Mas, mesmo no mal, Deus descobre o bem e aponta caminhos de salvação. A cada contratempo, Deus renova a Sua Aliança e mostra-Se próximo e benevolente. «Este é o sinal da aliança que estabeleço convosco e com todos os animais que vivem entre vós, por todas as gerações futuras: farei aparecer o meu arco sobre as nuvens, que será um sinal da aliança entre Mim e a terra. Sempre que Eu cobrir a terra de nuvens e aparecer nas nuvens o arco, recordarei a minha aliança convosco e com todos os seres vivos e nunca mais as águas formarão um dilúvio para destruir todas as criaturas».

5 – Se dúvidas houvesse, a vinda de Jesus e a Sua entrega completa, gastando-Se até dar a vida por nós, mostra como Deus Se empenha, sem pausas, nem reservas, nem condições, em nos mostrar o Seu amor e nos envolver na Sua ternura.

Na segunda leitura, São Pedro sublinha que “Cristo morreu uma só vez pelos pecados – o Justo pelos injustos – para vos conduzir a Deus. Morreu segundo a carne, mas voltou à vida pelo Espírito”.

Fazendo eco da primeira leitura, o Apóstolo diz-nos que “foi por este Espírito que Ele foi pregar aos espíritos que estavam na prisão da morte e tinham sido outrora rebeldes, quando, nos dias de Noé, Deus esperava com paciência, enquanto se construía a arca, na qual poucas pessoas, oito apenas, se salvaram através da água”. E logo acrescenta que a água do dilúvio é a figura do Batismo que todos recebemos em Igreja, não se tratando de lavar do corpo da imundice, mas do “compromisso para com Deus de uma boa consciência; Ele vos salva pela ressurreição de Jesus Cristo, que subiu ao Céu e está à direita de Deus, tendo sob o seu domínio os Anjos, as Dominações e as Potestades”.

Ressalva a paciência de Deus, paciência de amor que sabe esperar por nós e para nós prepara uma Arca, com Noé, e a Igreja, com Jesus Cristo, que nos protege e nos abençoa.

6 – Quando os desertos nos fizerem vacilar, saibamos que podemos recorrer a Deus, uma e outra vez e outra ainda. Deus não desiste de nós. Deus está perto quando O invocam, desde que nos predisponhamos a escutá-l’O e percebê-l’O na nossa vida. Jesus, no deserto, mostra-nos que, nas maiores contrariedades da vida, é possível deixar-nos impelir pelo Espírito do Senhor.

Por isso a Ele nos dirigimos: “Mostrai-me, Senhor, os vossos caminhos, ensinai-me as vossas veredas.

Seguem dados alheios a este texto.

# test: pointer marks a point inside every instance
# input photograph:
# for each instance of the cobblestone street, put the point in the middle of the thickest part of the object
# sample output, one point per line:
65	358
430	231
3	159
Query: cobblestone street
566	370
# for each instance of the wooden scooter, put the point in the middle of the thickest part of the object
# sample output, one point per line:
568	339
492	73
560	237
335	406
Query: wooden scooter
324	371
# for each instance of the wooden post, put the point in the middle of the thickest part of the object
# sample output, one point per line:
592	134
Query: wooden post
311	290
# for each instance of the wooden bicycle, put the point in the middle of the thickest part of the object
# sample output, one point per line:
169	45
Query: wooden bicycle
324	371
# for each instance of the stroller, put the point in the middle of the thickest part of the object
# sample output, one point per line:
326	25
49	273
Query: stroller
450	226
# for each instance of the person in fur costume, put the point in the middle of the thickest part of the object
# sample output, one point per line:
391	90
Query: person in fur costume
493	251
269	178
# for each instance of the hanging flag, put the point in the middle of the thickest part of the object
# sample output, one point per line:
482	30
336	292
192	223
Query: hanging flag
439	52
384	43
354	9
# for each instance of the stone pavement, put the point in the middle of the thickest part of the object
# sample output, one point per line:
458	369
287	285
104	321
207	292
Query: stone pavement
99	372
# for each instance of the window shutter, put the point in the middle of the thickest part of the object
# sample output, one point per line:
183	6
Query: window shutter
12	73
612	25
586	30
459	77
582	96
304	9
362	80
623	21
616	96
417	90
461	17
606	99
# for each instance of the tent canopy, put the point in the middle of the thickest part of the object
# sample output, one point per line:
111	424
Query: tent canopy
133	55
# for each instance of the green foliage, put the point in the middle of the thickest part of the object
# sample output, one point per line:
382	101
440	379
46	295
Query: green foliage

Guiai-me na vossa verdade e ensinai-me, porque Vós sois Deus, meu Salvador. Lembrai-Vos, Senhor, das vossas misericórdias e das vossas graças que são eternas. Lembrai-Vos de mim segundo a vossa clemência, por causa da vossa bondade, Senhor. O Senhor é bom e reto, ensina o caminho aos pecadores. Orienta os humildes na justiça e dá-lhes a conhecer a sua aliança”.

A oração faz-nos tomar consciência da nossa fragilidade, não como insuficiência maléfica, mas como oportunidade de nos abrirmos a Deus e nos enriquecermos com os Seus dons, partilháveis com o nosso semelhante de quem nos fazemos próximos, segundo o mandamento de Jesus, imitando-O.

Pe. Manuel Gonçalves


Leituras para a Eucaristia (ano B): Gen 9, 8-15; Sl 24 (25); 1 Pedro 3, 18-22; Mc 1, 12-15.